How Colorado is outpacing the nation
If La Junta was the cliché of the American West with its nostalgic downtown and farming-based economy before, it’s now flirting with becoming Colorado’s new version of the rural normal. Since the passage of Section 7606 of the 2014 Farm Bill, which allowed for the cultivation of industrial hemp in the United States for the first time in decades, Colorado — more than any other state — has moved quickly to capitalize on the newly legalized industry.In 2017, 19 states reported acreage specified for growing industrial hemp, and Colorado’s production dwarfs that of other states. According to Vote Hemp, a Vermont-based nonprofit hemp advocacy group, in 2017, Colorado farmers accounted for over 31 percent of all of the acreage planted for hemp in the entire nation. As of November 2017, over 500 hemp farmers were registered through the Colorado Department of Agriculture.

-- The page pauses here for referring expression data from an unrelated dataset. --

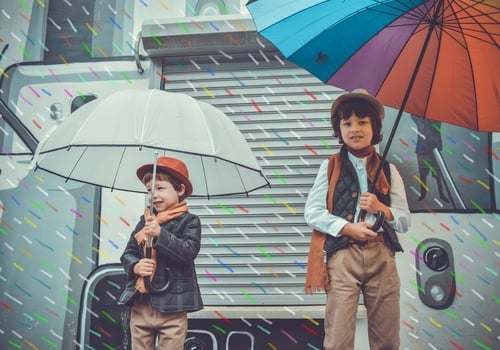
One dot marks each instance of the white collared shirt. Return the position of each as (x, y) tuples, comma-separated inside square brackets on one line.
[(318, 217)]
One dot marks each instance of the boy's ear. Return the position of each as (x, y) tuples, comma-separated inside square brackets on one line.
[(182, 190)]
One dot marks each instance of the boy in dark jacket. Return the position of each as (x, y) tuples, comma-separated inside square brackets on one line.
[(162, 284)]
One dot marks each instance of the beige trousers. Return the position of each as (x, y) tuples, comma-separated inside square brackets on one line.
[(371, 269), (148, 326)]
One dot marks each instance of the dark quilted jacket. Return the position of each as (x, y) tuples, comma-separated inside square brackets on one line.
[(345, 197), (177, 247)]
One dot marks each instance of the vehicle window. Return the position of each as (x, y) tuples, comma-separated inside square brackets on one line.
[(439, 163)]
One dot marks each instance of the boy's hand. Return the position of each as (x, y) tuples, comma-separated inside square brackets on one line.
[(359, 230), (152, 227), (370, 203), (144, 267)]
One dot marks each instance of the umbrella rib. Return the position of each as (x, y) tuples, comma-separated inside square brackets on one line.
[(433, 23), (204, 176), (118, 168), (68, 177)]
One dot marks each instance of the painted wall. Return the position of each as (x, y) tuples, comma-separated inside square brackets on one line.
[(449, 270)]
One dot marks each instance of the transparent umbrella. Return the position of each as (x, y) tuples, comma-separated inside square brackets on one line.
[(106, 140)]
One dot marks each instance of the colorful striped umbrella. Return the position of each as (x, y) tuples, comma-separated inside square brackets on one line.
[(438, 59)]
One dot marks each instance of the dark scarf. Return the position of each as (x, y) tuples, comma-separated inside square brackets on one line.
[(317, 278)]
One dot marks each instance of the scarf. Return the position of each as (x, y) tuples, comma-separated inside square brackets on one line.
[(317, 278), (174, 211)]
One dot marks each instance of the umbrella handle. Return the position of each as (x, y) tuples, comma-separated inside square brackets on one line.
[(147, 281), (379, 219)]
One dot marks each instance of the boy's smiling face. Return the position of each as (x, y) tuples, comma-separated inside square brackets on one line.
[(357, 132), (165, 195)]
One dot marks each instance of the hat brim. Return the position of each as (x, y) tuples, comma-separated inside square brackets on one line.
[(369, 98), (179, 176)]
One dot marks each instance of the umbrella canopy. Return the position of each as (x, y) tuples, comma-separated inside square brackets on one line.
[(105, 141), (437, 59)]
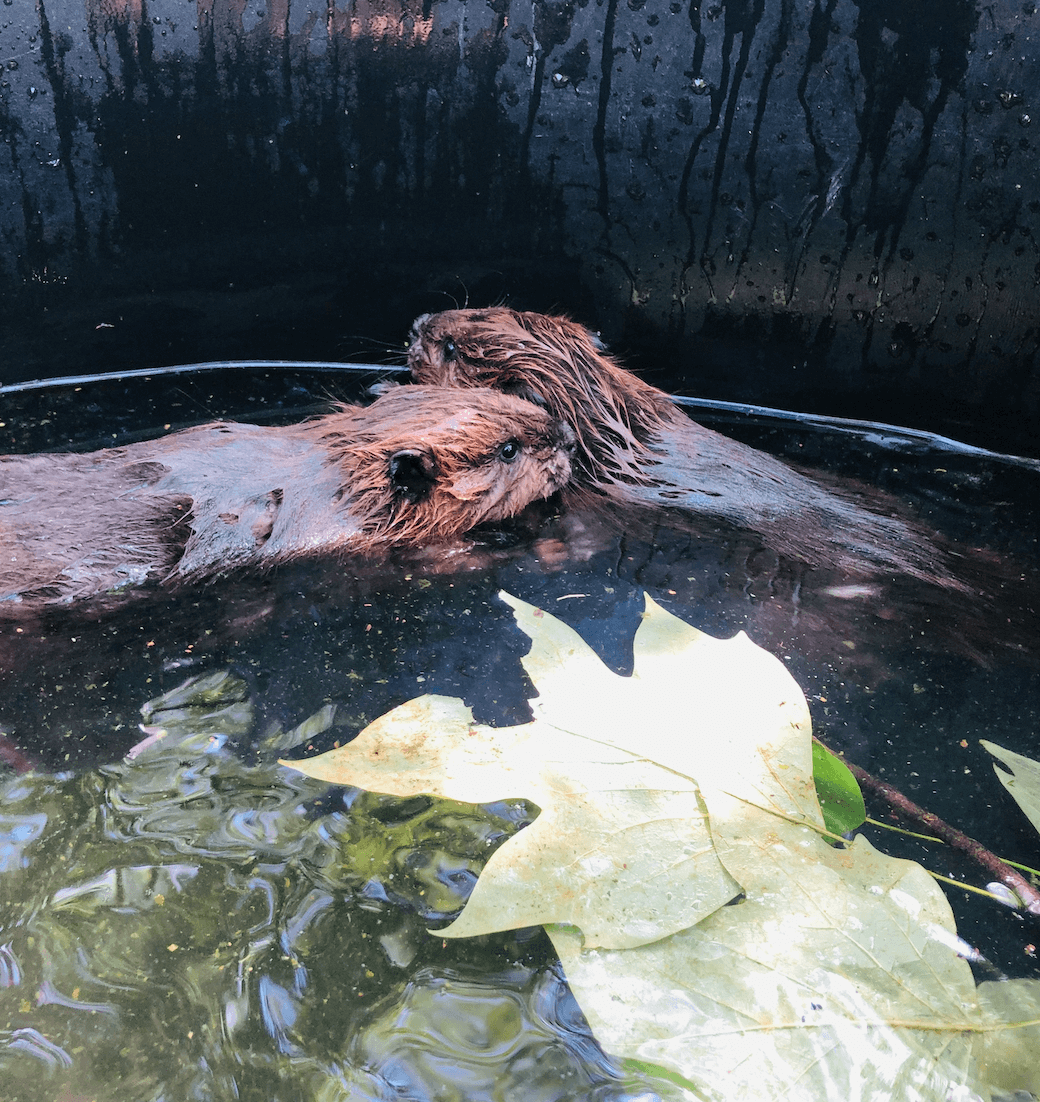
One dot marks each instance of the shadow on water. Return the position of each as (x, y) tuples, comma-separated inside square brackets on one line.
[(198, 921)]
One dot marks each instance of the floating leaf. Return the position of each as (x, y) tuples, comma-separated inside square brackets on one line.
[(1022, 781), (838, 792), (665, 796)]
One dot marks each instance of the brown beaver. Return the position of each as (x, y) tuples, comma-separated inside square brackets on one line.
[(636, 447), (421, 465)]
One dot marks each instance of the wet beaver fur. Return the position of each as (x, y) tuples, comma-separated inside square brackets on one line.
[(420, 466), (637, 449)]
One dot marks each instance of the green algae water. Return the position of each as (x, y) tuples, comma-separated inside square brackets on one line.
[(182, 917)]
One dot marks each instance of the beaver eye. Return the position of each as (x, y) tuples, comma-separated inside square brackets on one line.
[(509, 451)]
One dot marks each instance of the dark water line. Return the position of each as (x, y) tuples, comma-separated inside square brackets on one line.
[(892, 434), (217, 365)]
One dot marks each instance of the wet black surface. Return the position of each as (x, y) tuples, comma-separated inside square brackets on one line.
[(906, 685), (823, 207)]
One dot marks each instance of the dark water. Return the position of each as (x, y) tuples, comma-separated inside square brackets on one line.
[(201, 922)]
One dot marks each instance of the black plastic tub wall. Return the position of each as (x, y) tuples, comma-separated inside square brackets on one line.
[(830, 205)]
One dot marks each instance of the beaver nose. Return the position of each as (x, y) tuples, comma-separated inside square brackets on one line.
[(418, 327)]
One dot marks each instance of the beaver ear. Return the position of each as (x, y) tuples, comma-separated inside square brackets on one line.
[(413, 473)]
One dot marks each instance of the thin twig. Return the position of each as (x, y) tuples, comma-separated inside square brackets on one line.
[(951, 835)]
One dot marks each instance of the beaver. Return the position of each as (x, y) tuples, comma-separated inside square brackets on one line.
[(637, 449), (419, 466)]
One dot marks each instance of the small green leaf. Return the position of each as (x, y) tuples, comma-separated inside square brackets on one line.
[(837, 791)]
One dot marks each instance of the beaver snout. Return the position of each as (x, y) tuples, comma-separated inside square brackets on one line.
[(564, 438)]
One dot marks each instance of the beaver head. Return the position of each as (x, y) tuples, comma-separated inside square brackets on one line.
[(429, 463), (555, 363)]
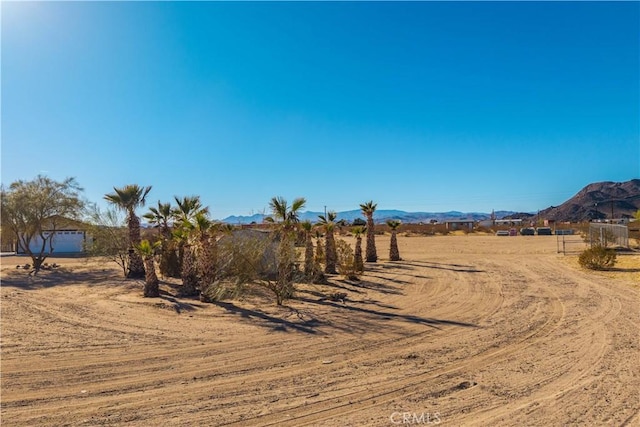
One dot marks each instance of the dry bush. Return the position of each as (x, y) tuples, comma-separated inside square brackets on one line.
[(597, 258), (346, 260)]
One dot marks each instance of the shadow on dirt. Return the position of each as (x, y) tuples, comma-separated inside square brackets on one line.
[(271, 322), (440, 266), (384, 315), (58, 277)]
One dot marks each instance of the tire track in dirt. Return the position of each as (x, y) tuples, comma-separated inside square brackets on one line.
[(385, 391)]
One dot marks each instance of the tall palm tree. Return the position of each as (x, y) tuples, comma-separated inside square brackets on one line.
[(146, 251), (184, 215), (188, 266), (331, 258), (309, 265), (205, 240), (162, 218), (394, 253), (319, 257), (288, 218), (368, 209), (187, 209), (357, 255), (129, 198), (286, 215)]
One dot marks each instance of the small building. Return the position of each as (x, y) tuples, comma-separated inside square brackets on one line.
[(67, 241), (460, 224)]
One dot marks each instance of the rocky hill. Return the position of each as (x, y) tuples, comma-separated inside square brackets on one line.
[(601, 200), (380, 216)]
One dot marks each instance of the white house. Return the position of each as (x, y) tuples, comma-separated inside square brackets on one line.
[(460, 224), (63, 242)]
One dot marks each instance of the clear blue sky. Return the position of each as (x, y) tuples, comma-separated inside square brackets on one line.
[(419, 106)]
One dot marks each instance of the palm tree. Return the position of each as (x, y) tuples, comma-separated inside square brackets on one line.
[(205, 240), (368, 209), (394, 253), (187, 209), (288, 219), (357, 256), (162, 218), (328, 224), (286, 215), (319, 255), (184, 215), (188, 270), (128, 199), (309, 265), (146, 250)]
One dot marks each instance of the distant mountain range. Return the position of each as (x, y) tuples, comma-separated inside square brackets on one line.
[(601, 200), (380, 216), (595, 201)]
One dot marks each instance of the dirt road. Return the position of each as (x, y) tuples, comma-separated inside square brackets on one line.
[(466, 330)]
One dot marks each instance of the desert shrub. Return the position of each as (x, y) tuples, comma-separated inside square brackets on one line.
[(346, 260), (597, 258)]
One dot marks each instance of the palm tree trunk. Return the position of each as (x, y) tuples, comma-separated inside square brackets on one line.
[(207, 262), (189, 273), (151, 288), (136, 263), (330, 254), (358, 262), (394, 253), (308, 257), (371, 253)]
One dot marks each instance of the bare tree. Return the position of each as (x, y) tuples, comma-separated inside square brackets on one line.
[(34, 210)]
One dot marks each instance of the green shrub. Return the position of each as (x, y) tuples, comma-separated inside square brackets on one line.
[(346, 260), (597, 258)]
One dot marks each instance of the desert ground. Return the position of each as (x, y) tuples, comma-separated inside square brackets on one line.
[(465, 331)]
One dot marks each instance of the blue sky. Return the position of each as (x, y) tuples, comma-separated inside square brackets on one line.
[(419, 106)]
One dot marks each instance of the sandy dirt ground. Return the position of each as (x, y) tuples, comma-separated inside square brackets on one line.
[(466, 330)]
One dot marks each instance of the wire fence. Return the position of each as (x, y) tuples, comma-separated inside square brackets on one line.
[(608, 235), (570, 243)]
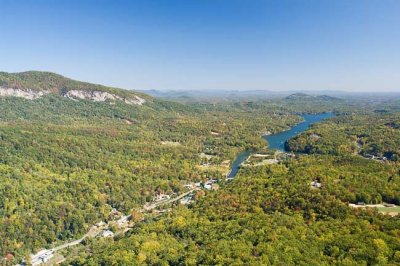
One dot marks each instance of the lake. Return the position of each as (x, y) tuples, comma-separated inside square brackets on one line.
[(277, 141)]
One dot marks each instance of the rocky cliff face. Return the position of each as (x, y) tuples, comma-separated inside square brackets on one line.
[(27, 94), (101, 96), (97, 96)]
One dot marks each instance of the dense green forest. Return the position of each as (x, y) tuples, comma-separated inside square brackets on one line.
[(270, 215), (66, 163)]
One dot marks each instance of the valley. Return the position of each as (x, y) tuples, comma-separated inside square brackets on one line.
[(69, 163)]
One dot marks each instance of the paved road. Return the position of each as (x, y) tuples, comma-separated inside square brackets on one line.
[(94, 231)]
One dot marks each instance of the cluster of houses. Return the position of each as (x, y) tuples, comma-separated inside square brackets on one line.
[(376, 158)]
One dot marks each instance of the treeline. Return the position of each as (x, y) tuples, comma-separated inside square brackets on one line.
[(270, 215), (65, 164)]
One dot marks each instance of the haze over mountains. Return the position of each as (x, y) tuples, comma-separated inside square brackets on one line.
[(35, 84)]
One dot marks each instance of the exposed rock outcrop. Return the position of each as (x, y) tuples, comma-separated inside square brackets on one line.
[(102, 96), (22, 93)]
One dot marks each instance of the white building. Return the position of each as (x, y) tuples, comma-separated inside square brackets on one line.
[(41, 257), (107, 233)]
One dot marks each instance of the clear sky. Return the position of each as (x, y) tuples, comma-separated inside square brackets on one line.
[(207, 44)]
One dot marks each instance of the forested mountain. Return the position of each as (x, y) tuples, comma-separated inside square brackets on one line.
[(35, 84), (71, 159)]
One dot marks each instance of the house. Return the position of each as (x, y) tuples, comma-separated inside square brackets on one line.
[(161, 197), (186, 200), (100, 224), (8, 258), (107, 233)]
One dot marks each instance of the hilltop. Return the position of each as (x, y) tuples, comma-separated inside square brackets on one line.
[(36, 84)]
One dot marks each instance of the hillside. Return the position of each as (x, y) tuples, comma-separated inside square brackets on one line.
[(35, 84)]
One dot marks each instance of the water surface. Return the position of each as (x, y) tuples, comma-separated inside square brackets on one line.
[(277, 141)]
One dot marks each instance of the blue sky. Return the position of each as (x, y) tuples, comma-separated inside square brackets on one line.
[(207, 44)]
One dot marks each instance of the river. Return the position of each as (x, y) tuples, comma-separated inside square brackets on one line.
[(277, 141)]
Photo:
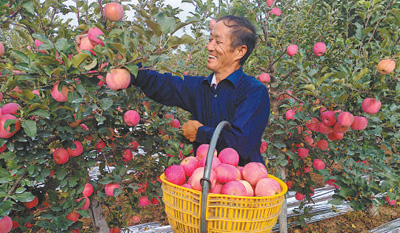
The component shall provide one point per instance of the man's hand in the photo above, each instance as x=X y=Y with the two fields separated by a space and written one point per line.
x=190 y=129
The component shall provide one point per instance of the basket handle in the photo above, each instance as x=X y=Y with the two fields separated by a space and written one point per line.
x=207 y=171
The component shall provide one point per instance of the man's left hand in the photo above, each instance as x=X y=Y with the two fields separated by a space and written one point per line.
x=190 y=129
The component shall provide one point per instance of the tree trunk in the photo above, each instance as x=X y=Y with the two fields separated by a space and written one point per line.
x=98 y=219
x=283 y=215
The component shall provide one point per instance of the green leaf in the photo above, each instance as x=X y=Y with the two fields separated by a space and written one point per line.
x=361 y=74
x=29 y=128
x=28 y=5
x=20 y=56
x=323 y=78
x=175 y=41
x=62 y=45
x=79 y=58
x=155 y=27
x=24 y=197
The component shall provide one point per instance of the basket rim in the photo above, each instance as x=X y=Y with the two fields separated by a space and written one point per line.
x=281 y=183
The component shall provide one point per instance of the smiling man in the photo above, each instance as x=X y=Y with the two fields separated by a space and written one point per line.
x=227 y=94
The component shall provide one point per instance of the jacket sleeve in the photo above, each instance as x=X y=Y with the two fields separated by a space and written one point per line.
x=165 y=88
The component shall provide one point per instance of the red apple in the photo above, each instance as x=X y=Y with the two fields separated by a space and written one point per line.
x=292 y=50
x=114 y=12
x=6 y=133
x=175 y=174
x=118 y=79
x=253 y=172
x=60 y=155
x=267 y=187
x=77 y=151
x=189 y=164
x=88 y=190
x=359 y=123
x=226 y=173
x=371 y=105
x=109 y=188
x=31 y=204
x=345 y=119
x=318 y=164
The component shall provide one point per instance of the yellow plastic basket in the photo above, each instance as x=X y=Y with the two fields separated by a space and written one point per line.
x=224 y=213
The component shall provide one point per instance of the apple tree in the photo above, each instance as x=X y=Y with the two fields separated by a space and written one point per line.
x=68 y=146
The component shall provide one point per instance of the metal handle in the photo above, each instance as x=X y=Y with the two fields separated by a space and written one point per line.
x=207 y=171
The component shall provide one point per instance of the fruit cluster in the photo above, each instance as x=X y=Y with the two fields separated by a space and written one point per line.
x=226 y=176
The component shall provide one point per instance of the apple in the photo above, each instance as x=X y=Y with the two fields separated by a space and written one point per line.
x=127 y=156
x=371 y=105
x=118 y=79
x=264 y=78
x=175 y=174
x=135 y=218
x=10 y=108
x=31 y=204
x=289 y=183
x=174 y=123
x=114 y=12
x=386 y=66
x=275 y=11
x=211 y=24
x=88 y=190
x=337 y=128
x=249 y=188
x=324 y=129
x=267 y=187
x=60 y=155
x=196 y=177
x=226 y=173
x=6 y=133
x=1 y=49
x=217 y=188
x=290 y=114
x=345 y=119
x=318 y=164
x=322 y=144
x=109 y=188
x=253 y=172
x=292 y=50
x=37 y=44
x=131 y=118
x=319 y=49
x=6 y=224
x=235 y=188
x=328 y=118
x=73 y=216
x=299 y=196
x=57 y=95
x=189 y=164
x=312 y=124
x=77 y=151
x=359 y=123
x=335 y=136
x=202 y=151
x=93 y=33
x=144 y=201
x=229 y=156
x=302 y=152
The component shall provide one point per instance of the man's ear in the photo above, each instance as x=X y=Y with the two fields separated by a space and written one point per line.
x=241 y=51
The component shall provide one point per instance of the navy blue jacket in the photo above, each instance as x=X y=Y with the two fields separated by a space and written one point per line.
x=240 y=99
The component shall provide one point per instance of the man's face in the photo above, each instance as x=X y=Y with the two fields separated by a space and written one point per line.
x=221 y=56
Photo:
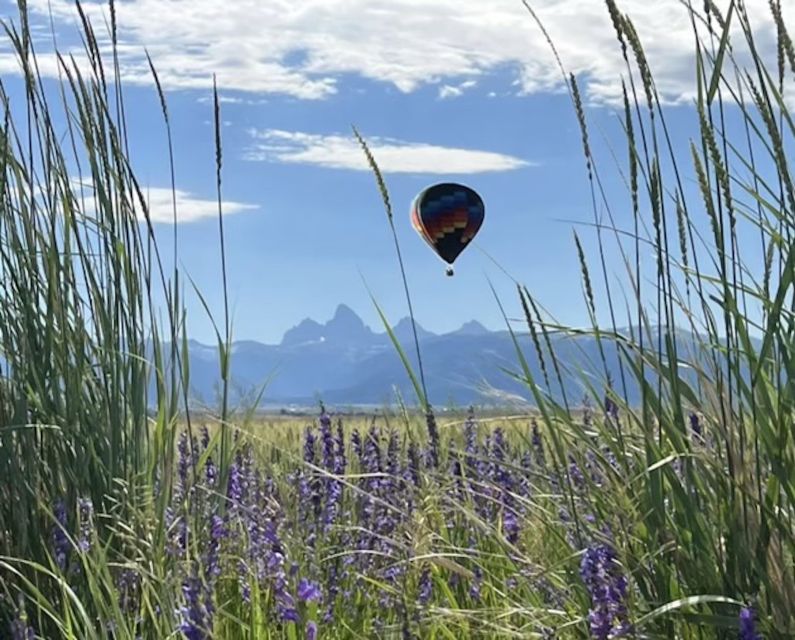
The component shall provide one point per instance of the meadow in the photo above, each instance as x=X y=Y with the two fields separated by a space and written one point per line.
x=125 y=516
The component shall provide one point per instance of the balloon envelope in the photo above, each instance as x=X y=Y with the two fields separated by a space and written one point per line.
x=447 y=216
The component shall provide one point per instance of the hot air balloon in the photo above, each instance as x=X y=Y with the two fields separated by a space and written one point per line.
x=447 y=216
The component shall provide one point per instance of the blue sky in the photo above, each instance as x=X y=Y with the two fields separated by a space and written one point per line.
x=444 y=91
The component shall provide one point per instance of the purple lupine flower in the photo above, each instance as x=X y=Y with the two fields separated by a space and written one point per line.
x=748 y=625
x=60 y=543
x=308 y=591
x=331 y=462
x=607 y=587
x=311 y=630
x=195 y=619
x=356 y=443
x=86 y=522
x=474 y=586
x=425 y=590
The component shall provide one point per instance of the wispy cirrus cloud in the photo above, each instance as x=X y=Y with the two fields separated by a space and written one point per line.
x=303 y=48
x=189 y=207
x=160 y=203
x=393 y=156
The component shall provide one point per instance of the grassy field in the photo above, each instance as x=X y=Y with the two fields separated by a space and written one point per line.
x=672 y=518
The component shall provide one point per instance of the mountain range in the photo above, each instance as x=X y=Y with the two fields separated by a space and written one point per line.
x=345 y=362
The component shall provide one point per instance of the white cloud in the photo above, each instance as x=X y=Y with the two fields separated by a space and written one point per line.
x=189 y=208
x=303 y=47
x=393 y=156
x=454 y=91
x=160 y=204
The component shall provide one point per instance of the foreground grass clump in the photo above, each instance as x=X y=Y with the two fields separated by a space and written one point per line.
x=669 y=517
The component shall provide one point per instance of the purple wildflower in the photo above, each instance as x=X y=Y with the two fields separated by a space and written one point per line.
x=425 y=587
x=748 y=625
x=311 y=630
x=196 y=623
x=308 y=591
x=607 y=587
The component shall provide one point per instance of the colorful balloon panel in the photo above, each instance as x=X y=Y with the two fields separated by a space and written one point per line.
x=447 y=216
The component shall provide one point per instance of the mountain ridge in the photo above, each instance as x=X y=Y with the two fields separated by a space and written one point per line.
x=343 y=361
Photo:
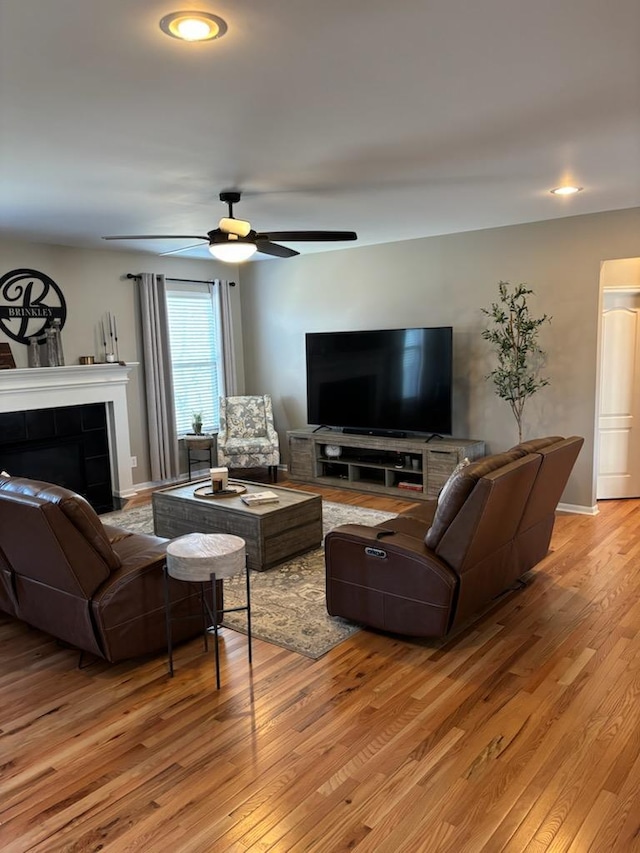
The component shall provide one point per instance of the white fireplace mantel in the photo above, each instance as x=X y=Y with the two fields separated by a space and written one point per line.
x=23 y=389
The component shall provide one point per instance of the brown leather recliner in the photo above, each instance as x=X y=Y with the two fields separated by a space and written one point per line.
x=96 y=587
x=432 y=567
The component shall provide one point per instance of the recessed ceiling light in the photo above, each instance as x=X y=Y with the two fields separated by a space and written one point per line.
x=193 y=26
x=566 y=190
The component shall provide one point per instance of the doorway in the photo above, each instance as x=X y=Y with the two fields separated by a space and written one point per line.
x=619 y=412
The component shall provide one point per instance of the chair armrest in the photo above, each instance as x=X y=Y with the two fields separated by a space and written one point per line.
x=392 y=563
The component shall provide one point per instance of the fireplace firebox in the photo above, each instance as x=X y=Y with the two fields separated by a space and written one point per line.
x=68 y=446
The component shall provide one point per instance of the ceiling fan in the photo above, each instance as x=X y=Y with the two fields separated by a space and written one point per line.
x=234 y=240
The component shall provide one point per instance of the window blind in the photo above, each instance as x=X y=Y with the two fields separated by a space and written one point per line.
x=195 y=356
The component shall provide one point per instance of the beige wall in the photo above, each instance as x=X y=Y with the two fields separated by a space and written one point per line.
x=434 y=281
x=446 y=281
x=92 y=282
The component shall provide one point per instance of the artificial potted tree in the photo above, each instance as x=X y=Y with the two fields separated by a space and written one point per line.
x=513 y=334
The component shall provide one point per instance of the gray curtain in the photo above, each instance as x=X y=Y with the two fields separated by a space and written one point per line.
x=163 y=439
x=228 y=348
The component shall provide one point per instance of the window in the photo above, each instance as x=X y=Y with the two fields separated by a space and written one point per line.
x=196 y=354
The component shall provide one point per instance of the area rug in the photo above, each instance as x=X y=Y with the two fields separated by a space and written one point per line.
x=288 y=601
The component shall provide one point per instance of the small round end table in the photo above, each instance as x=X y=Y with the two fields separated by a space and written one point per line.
x=201 y=558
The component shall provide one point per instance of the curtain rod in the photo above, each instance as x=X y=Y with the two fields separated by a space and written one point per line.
x=188 y=280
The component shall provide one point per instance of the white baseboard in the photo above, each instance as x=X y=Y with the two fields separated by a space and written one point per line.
x=578 y=510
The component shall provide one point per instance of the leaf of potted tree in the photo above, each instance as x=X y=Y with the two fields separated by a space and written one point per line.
x=514 y=337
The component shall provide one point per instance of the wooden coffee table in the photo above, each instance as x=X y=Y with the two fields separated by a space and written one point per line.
x=273 y=532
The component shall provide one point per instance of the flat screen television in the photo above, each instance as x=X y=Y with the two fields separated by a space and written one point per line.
x=383 y=381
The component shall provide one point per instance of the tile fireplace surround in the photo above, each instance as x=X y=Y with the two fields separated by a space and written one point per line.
x=24 y=389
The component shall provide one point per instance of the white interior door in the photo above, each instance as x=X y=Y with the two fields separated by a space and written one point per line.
x=619 y=416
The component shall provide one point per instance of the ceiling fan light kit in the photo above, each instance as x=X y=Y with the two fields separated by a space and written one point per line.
x=234 y=240
x=193 y=26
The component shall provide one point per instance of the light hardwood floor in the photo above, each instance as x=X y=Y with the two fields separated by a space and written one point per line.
x=521 y=733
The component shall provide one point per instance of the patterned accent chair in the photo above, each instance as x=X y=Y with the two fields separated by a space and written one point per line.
x=247 y=436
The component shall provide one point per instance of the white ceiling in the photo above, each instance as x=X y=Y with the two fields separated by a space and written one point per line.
x=397 y=120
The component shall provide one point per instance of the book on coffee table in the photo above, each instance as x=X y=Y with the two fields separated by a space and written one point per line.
x=266 y=497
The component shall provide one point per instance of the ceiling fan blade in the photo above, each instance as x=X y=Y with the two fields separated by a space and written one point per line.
x=268 y=248
x=314 y=236
x=185 y=248
x=158 y=237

Infographic by Todd Heath for HEMP, Data Courtesy Vote Hemp
“We’ve seen hemp cultivation significantly expand in the U.S. in 2017, with over double the number of acres planted in hemp compared to last year and the addition of four more states with hemp pilot programs,” said Eric Streenstra, president of Vote Hemp.This growth has been driven largely by the exploding worldwide market for CBD-derived products. CBD sales more than tripled between 2014 and 2017, from $108.1 million to $358.4 million, according to the Hemp Business Journal’s mid-2017 report. By 2022, the CBD industry is expected to surpass $1.8 billion in sales. So far, production of hemp-derived CDB is lagging behind demand, meaning that the full size of the potential market remains unknown.